Julie: Even so, a good adviser can help students through the dissertation process or, alternatively, help them look for other career choices if they decide not to continue in their programs. That is what being a mentor truly means.
As many graduate students know, however, not everyone has an adviser who truly acts as a mentor. Many faculty members don’t know enough about nonacademic positions to help steer students toward a path other than in academe. And some students are too afraid to even ask their advisers for such help.
Jenny: If you are midway through your Ph.D. program, and you’re asking yourself whether to stay or leave, it’s important to get advice from several places: friends and family, people working in nonacademic careers in which you’re interested, your adviser and committee members, and counselors, career or psychological ones.
It’s also important to listen to yourself. In Outside the Ivory Tower: A Guide for Academics Considering Alternative Careers (a terrific book that is sadly out of print but available in many libraries), Margaret Newhouse phrases this problem very nicely, saying: “Try to separate the ‘shoulds’ from your own true voice.” At the same time, she cautions graduate students, “Get as much information as possible about the practical consequences of either choice for a career in the fields you are considering.”
No one can make this decision for you. But you can make an informed choice that balances your personal and professional goals. If you’re really having trouble deciding, take a leave of absence and use that time for career exploration. We’ve known Ph.D.'s who took a break from academe only to return and go on to successful academic careers.

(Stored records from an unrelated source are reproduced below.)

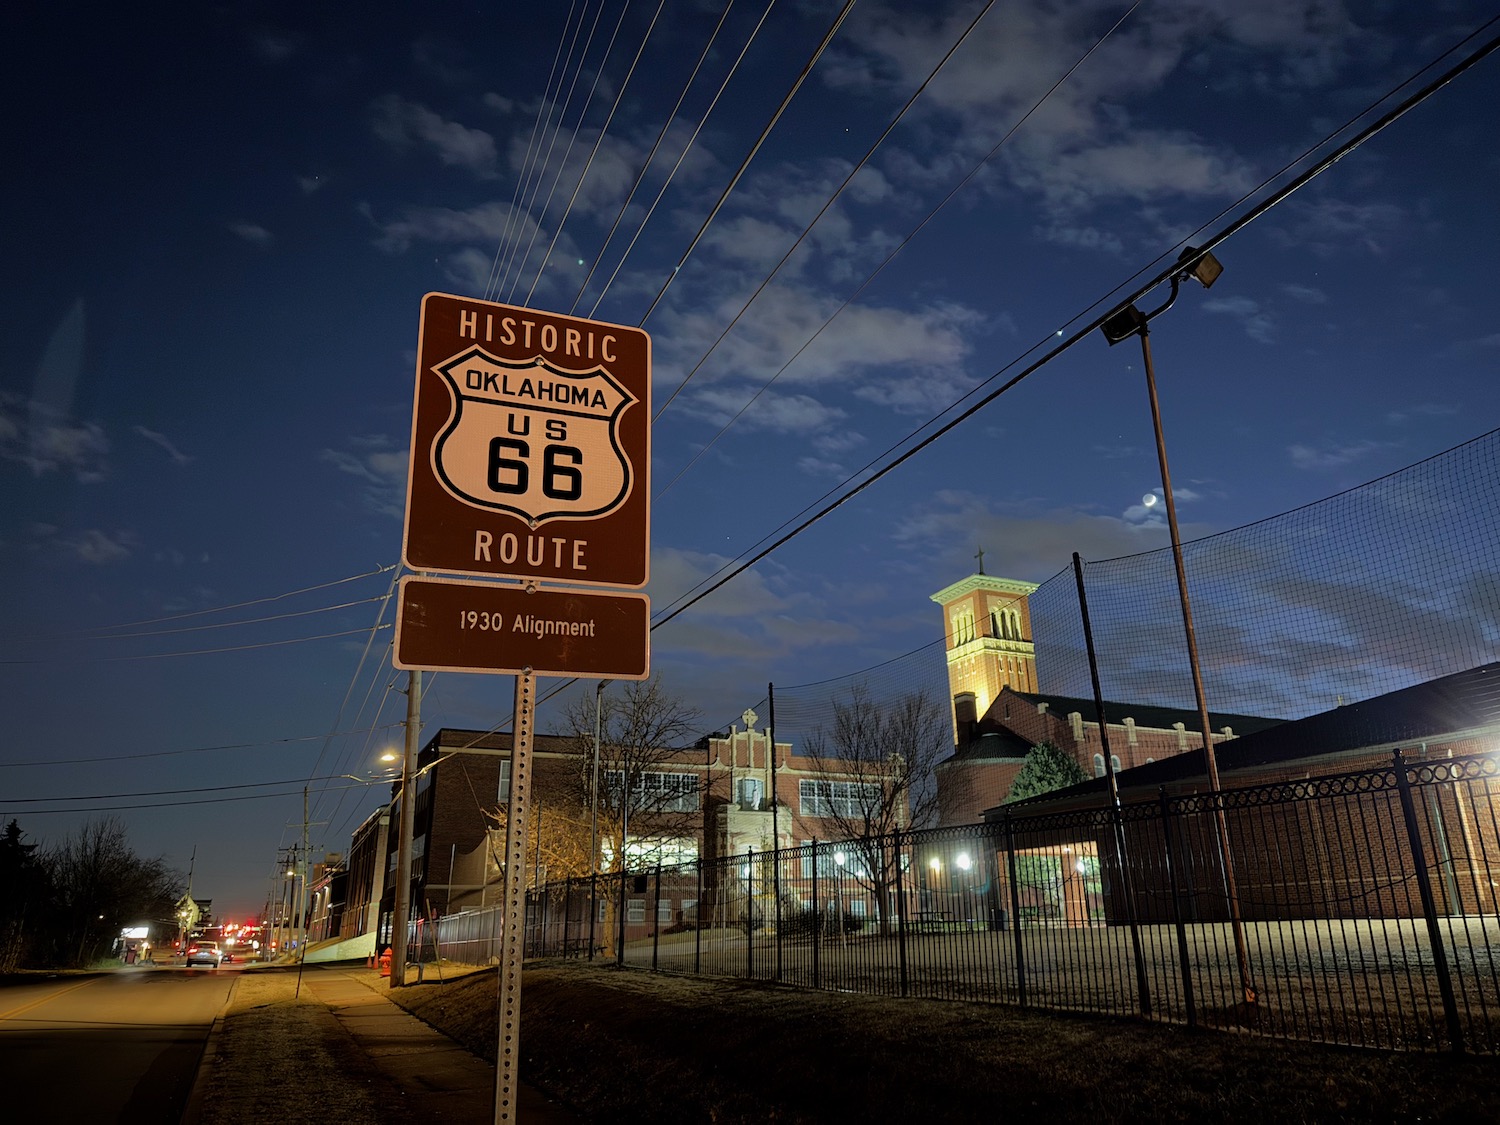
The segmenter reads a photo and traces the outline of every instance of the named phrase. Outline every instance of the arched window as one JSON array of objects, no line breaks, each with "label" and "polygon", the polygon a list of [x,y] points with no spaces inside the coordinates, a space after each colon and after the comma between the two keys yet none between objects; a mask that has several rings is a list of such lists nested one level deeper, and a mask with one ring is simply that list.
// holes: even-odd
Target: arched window
[{"label": "arched window", "polygon": [[1111,754],[1109,756],[1109,764],[1112,765],[1112,766],[1114,766],[1116,773],[1119,773],[1120,772],[1120,755],[1118,755],[1118,754]]},{"label": "arched window", "polygon": [[953,644],[966,645],[974,639],[974,611],[961,609],[953,615]]},{"label": "arched window", "polygon": [[1094,776],[1095,777],[1103,777],[1104,776],[1104,755],[1103,754],[1095,754],[1094,755]]}]

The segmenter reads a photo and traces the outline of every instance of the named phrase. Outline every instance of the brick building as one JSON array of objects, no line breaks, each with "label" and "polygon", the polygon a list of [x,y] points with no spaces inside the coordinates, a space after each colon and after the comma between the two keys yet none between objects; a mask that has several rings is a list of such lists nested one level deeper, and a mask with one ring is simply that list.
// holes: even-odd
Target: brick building
[{"label": "brick building", "polygon": [[[942,824],[972,824],[1001,804],[1040,742],[1051,742],[1085,774],[1105,775],[1092,699],[1049,695],[1036,671],[1030,597],[1034,582],[980,570],[932,595],[942,607],[948,688],[953,698],[954,754],[938,765],[945,791]],[[1198,712],[1106,701],[1109,755],[1116,770],[1145,765],[1203,745]],[[1279,719],[1209,714],[1220,743],[1264,730]]]},{"label": "brick building", "polygon": [[[943,802],[943,824],[973,824],[984,811],[1004,802],[1026,764],[1026,754],[1040,742],[1051,742],[1085,774],[1105,775],[1104,738],[1092,699],[1042,695],[1002,687],[983,717],[976,716],[974,695],[954,697],[958,744],[953,756],[937,767],[938,785],[956,794]],[[1116,771],[1147,765],[1194,750],[1202,753],[1203,735],[1197,711],[1179,711],[1139,703],[1105,701],[1109,755]],[[1085,718],[1088,716],[1088,718]],[[1215,745],[1281,723],[1256,715],[1209,713],[1209,737]]]},{"label": "brick building", "polygon": [[[1394,772],[1401,751],[1421,779],[1416,833],[1431,868],[1439,913],[1495,914],[1500,870],[1500,664],[1417,684],[1361,703],[1246,734],[1216,749],[1235,882],[1246,920],[1258,917],[1408,918],[1422,913],[1407,820]],[[1472,756],[1480,755],[1479,758]],[[1163,794],[1209,792],[1201,747],[1126,769],[1127,807],[1160,805]],[[1092,780],[985,812],[1077,814],[1108,807]],[[1223,920],[1223,868],[1208,801],[1184,802],[1173,829],[1172,864],[1160,821],[1126,817],[1132,905],[1139,921],[1169,920],[1173,899],[1190,918]],[[1095,818],[1095,824],[1100,824]],[[1113,833],[1059,828],[1048,846],[1096,855],[1117,867]],[[1178,894],[1168,885],[1175,870]],[[1118,885],[1107,886],[1108,918],[1126,916]]]},{"label": "brick building", "polygon": [[[601,870],[618,870],[622,848],[627,866],[642,870],[699,858],[712,862],[752,848],[764,852],[778,843],[792,847],[836,839],[831,809],[854,801],[860,786],[890,783],[882,780],[883,767],[859,774],[832,772],[793,753],[785,742],[777,742],[773,754],[770,737],[755,729],[758,717],[747,711],[742,718],[743,727],[695,746],[654,751],[644,764],[632,767],[628,802],[623,800],[624,763],[604,748]],[[531,830],[540,856],[528,862],[528,883],[590,869],[590,749],[576,739],[553,735],[533,741]],[[508,732],[445,727],[419,752],[409,899],[414,914],[436,917],[500,901],[504,831],[494,813],[510,799],[510,750]],[[623,825],[611,816],[622,805],[629,810]],[[390,806],[355,832],[345,876],[340,931],[345,936],[356,926],[370,926],[378,903],[379,943],[389,941],[399,823],[397,789]],[[559,855],[561,863],[548,862]]]}]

We’ve also known many students who have left academe (with and without a Ph.D.) and successfully moved on to nonacademic positions.
Julie: The third year is especially challenging for female scientists. A blog post on The Guardian’s Web site last May focused on the question of “why women leave academia and why universities should be worried.” It cited some alarming statistics from a report on a study done by a Britiish center for women in the sciences, engineering, and technology and the Royal Society of Chemistry: By the third year of their doctoral programs, only 12 percent of the women in the study and 21 percent of the men listed academic careers as their preferred choice, down significantly from what both the women and men had reported in their first year.
That’s not news to anyone who works with young scientists on career issues. In that British study, female third-year Ph.D. candidates cited various reasons for giving up on academic careers: The had problems with their supervisors; they preferred to focus on achieving experimental results rather than mastery of methodologies; they believed an academic career would be all-consuming, solitary, and unnecessarily competitive; and they lacked female role models, especially ones who seemed to have lives outside the lab.
Jenny: We urge mentors and university support offices to be particularly sensitive to the challenges that Ph.D. students face at the midpoint of their programs. Department colloquia should feature faculty members speaking, not about their research, but about their lives and the joys and challenges of research, teaching, and raising a family while going up for tenure. Departments and career centers should also organize panels of alumni speakers from a variety of careers. Celebrate the richness of having Ph.D.'s working in both the academy and in many other fields.